Wenn wir in Kassel mit der Straßenbahn fuhren, mit der Linie 1, zeigte mir meine Mutter oft ein Gebäude: „Da musste ich immer hin. Da war der CIA. Die haben gefragt, warum man in den Westen gekommen ist und was man über Strukturen und Personen in der DDR erzählen kann.“ Aus nicht erklärlichen Gründen konnten meine Mutter und ich schon seit den 1950er Jahren die Familie in der DDR mit einem zuvor erteilten Visum besuchen und dann wieder zurück in den Westen reisen. Das war ungewöhnlich. Möglicherweise saß jemand in der Behörde in Schmalkalden, der meine Mutter kannte und das unter der Hand regelte. Ihre Geschwister und meine Cousinen und Cousins freuten sich. Die Eltern meiner Mutter durften 1956 legal aus der DDR in den Westen ausreisen, als mein Großvater in Pension ging und den Staat von da an etwas gekostet hätte. Grundsätzlich durften alle Rentner die DDR verlassen. So gab es durch sie noch mehr Westpakete für die Verwandtschaft im Osten.

Jedes Wochenende fuhren meine Eltern mit Paddelboot und Zelt raus. Für mich ein Abenteuer, für meine jungen Eltern etwas Zeit allein – ohne Schwiegereltern, Onkel und Tante. Nach zwei Jahren in Kassel stellte meine Mutter ihren Mann vor die Alternative: eigene Wohnung oder Trennung. Die Scheidungsquote lag in den Fünfzigerjahren in der Bundesrepublik bei erstaunlichen 17 Prozent. Mein Vater entschied sich für seine Frau. Sie schafften es, eine eigene Wohnung zu ergattern. Es kamen zwei weitere Kinder. 1955 wurde eine Waschmaschine angeschafft, 1956 eine Musiktruhe mit Schwarz-weiß-Fernseher, Radio und Sieben-Platten-Wechsler. Eine echte technische Innovation, war die Langspielplatte doch erst am Wochenende meiner Geburt vorgestellt worden. 1958 kauften meine Eltern einen VW-Käfer. 1960 bezogen wir ein Einfamilienhaus. Das wäre in der DDR nicht möglich gewesen. The pursuit of happiness: das Streben nach Glück, wenn auch materieller Natur.

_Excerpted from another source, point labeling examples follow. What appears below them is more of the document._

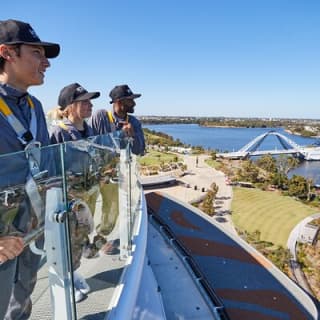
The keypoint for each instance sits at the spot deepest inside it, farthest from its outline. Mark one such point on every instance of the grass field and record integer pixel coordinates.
(270, 213)
(156, 158)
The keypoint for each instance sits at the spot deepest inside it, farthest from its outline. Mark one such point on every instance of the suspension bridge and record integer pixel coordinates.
(289, 147)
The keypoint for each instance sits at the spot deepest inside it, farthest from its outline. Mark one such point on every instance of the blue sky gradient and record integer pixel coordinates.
(249, 58)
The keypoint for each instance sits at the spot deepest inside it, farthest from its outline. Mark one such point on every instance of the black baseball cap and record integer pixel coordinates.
(74, 92)
(122, 92)
(18, 32)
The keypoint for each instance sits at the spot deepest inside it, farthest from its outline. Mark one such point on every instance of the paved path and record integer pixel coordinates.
(200, 177)
(291, 244)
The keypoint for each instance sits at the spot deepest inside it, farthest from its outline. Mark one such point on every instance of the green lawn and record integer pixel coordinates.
(156, 158)
(270, 213)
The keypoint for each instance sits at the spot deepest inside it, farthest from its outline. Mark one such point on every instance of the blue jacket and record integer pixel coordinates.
(100, 123)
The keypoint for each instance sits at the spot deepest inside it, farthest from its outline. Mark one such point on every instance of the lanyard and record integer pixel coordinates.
(114, 122)
(63, 126)
(32, 151)
(24, 136)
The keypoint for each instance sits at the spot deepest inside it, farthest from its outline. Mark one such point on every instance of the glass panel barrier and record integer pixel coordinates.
(92, 169)
(81, 197)
(136, 189)
(26, 179)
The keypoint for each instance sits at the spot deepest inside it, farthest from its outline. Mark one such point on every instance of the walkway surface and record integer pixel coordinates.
(193, 185)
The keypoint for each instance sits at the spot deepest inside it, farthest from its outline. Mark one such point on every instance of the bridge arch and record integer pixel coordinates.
(257, 141)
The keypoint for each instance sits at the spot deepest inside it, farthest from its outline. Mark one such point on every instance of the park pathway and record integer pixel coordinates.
(192, 187)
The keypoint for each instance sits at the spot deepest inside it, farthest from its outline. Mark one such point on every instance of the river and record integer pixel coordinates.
(232, 139)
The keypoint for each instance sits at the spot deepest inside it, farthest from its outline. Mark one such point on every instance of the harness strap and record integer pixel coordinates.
(63, 126)
(112, 120)
(25, 136)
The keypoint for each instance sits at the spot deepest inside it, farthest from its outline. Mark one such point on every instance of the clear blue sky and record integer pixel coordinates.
(252, 58)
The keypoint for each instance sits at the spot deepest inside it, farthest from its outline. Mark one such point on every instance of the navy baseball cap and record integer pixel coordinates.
(122, 92)
(74, 92)
(18, 32)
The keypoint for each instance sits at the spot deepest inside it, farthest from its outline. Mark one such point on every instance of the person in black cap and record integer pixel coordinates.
(120, 118)
(23, 63)
(75, 106)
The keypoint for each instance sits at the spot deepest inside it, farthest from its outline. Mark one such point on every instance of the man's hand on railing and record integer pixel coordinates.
(10, 247)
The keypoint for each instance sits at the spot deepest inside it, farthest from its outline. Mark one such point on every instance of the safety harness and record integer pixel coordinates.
(63, 126)
(24, 135)
(113, 122)
(31, 148)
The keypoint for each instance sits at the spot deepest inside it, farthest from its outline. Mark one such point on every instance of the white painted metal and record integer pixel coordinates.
(57, 259)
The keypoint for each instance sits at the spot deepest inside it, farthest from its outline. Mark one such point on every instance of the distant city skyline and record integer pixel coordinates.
(187, 58)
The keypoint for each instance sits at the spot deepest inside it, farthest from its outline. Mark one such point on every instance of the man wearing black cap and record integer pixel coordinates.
(75, 106)
(23, 62)
(123, 102)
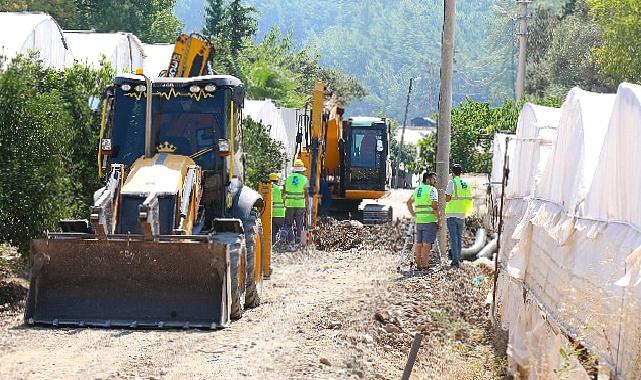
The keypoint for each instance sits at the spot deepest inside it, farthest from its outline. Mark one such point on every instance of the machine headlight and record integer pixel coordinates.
(105, 144)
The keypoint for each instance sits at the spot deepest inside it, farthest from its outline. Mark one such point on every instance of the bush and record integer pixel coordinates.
(264, 155)
(48, 146)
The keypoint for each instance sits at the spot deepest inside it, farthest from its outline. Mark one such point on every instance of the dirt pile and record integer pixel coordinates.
(344, 235)
(448, 306)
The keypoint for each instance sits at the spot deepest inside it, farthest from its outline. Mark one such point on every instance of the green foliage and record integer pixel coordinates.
(426, 159)
(562, 57)
(620, 55)
(264, 155)
(473, 127)
(151, 20)
(214, 17)
(472, 124)
(381, 44)
(48, 167)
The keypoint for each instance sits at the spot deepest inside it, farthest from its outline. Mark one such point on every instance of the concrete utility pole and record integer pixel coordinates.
(520, 75)
(445, 113)
(400, 144)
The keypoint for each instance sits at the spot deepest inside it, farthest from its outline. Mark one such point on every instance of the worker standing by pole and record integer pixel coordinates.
(445, 106)
(425, 197)
(520, 75)
(458, 196)
(278, 206)
(295, 197)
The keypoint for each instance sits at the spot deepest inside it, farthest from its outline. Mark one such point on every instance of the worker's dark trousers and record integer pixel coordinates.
(296, 215)
(277, 224)
(455, 227)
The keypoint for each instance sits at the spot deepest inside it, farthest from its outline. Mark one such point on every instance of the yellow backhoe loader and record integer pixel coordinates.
(174, 239)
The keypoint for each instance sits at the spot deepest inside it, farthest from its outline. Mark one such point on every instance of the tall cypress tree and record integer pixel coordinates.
(214, 18)
(240, 25)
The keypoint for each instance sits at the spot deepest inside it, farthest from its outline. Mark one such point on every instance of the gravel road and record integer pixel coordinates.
(321, 319)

Für mich gab es nie eine Auszeichnung als jüngster allein reisender Flüchtling der damaligen Zeit. Mein Herz hängt bis heute an meiner Rollbahn in die Freiheit, my runway to freedom, am Flughafen Tempelhof.

Der Flughafen Tempelhof 1953. Sehr viel später, nach dem Fall der Mauer, bin ich noch einmal von hier gestartet – mit einem Rosinenbomber, der Rundflüge über Berlin anbot.